NextEra Energy (NEE) 6.4%
NextEra Energy's stock fell 6.4% to $66.94, marking its second consecutive day of losses. The decline brought the stock 22.3% below its 52-week high of $86.10.
NextEra significantly underperformed compared to its industry peers, with trading volume notably high at 40 million shares, well above its 50-day average of 12.9 million.
The drop reflects investor concerns over the company's exposure to potential policy changes affecting renewable energy incentives.
Thought Banana
Walmart Trims Execs, Not Prices
Walmart, the retail behemoth serving nearly 90% of American households, is undergoing significant organizational changes. The company announced layoffs of approximately 1,500 corporate employees as part of a restructuring effort to enhance efficiency and reduce costs.
This move also includes relocating many remote workers to its headquarters in Bentonville, Arkansas, signaling a shift from the remote work policies adopted during the pandemic.
Concurrently, Walmart is grappling with the financial impact of ongoing tariffs. The company has indicated plans to raise prices on various products to offset these increased costs. Notably, the price of bananas, a staple item for many consumers, has risen by approximately 8%, now costing 54 cents per pound, up from 50 cents.
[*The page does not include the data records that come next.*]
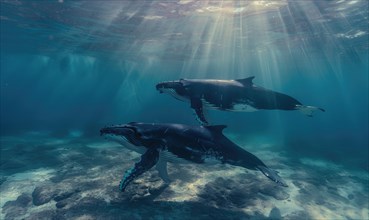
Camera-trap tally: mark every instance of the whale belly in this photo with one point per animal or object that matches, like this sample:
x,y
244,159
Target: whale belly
x,y
243,107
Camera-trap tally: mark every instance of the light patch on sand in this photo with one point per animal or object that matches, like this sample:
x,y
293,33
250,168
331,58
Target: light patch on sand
x,y
20,183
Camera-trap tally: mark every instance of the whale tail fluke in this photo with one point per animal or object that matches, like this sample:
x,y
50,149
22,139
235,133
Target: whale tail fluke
x,y
308,110
272,174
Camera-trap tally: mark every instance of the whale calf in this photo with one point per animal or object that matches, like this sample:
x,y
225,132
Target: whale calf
x,y
230,95
178,143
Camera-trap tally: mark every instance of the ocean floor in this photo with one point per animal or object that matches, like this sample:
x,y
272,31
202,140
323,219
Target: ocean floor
x,y
75,178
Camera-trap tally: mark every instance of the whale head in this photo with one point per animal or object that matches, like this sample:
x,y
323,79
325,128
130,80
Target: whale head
x,y
169,86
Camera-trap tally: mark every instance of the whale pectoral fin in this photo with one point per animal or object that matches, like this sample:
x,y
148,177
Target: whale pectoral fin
x,y
272,174
308,110
196,104
148,160
161,167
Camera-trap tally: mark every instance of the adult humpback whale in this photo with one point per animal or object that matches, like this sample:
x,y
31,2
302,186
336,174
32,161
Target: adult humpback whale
x,y
230,95
177,143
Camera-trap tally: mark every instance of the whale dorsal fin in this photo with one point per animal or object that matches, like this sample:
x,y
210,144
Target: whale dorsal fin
x,y
246,81
216,128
Chief Financial Officer John David Rainey described the magnitude and speed of these cost increases as "unprecedented," highlighting the challenges faced by retailers in the current economic climate.
Despite these headwinds, Walmart reported stronger-than-expected sales for the quarter ending April 30, driven by value-seeking consumers. However, the company refrained from issuing a profit forecast due to uncertainties around absorbing tariff costs.
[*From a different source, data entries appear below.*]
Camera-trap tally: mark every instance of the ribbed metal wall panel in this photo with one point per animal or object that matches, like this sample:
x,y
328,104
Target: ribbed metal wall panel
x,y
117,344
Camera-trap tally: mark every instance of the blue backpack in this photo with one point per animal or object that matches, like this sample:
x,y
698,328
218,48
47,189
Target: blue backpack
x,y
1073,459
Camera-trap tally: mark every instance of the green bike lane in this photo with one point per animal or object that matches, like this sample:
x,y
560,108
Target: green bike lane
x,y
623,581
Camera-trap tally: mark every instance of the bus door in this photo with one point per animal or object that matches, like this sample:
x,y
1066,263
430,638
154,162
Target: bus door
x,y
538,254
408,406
The decision to increase prices is a significant development, as it may signal a broader wave of price hikes across various industries. Economists anticipate that consumer-price inflation could rise from 2.3% to approximately 3.3% over the next year if tariffs persist.
Walmart's strategic adjustments, both in workforce management and pricing, underscore the broader economic ramifications of ongoing trade policies. As the company navigates these challenges, its actions may serve as a bellwether for the retail industry at large.
The Takeaway?
Walmart just laid off around 1,500 corporate employees and told many remote workers to pack up for Arkansas—part of a major restructuring to boost efficiency. At the same time, the retail giant is hiking prices on everyday items (yes, even bananas) due to rising costs from tariffs.
While Walmart still posted strong sales last quarter, it's warning that more price bumps may be on the way as it weathers inflation and supply chain pressures.
The Big Question: Is Walmart’s price hike strategy justifiable—or are consumers getting squeezed unfairly?
Banana Brain Teaser
Previous
In a certain sequence of 8 numbers, each number after the first is 1 more than the previous number. If the first number is -5, how many of the numbers in the sequence are positive?
Answer: 2
Today
What number is 108 more than two-thirds of itself?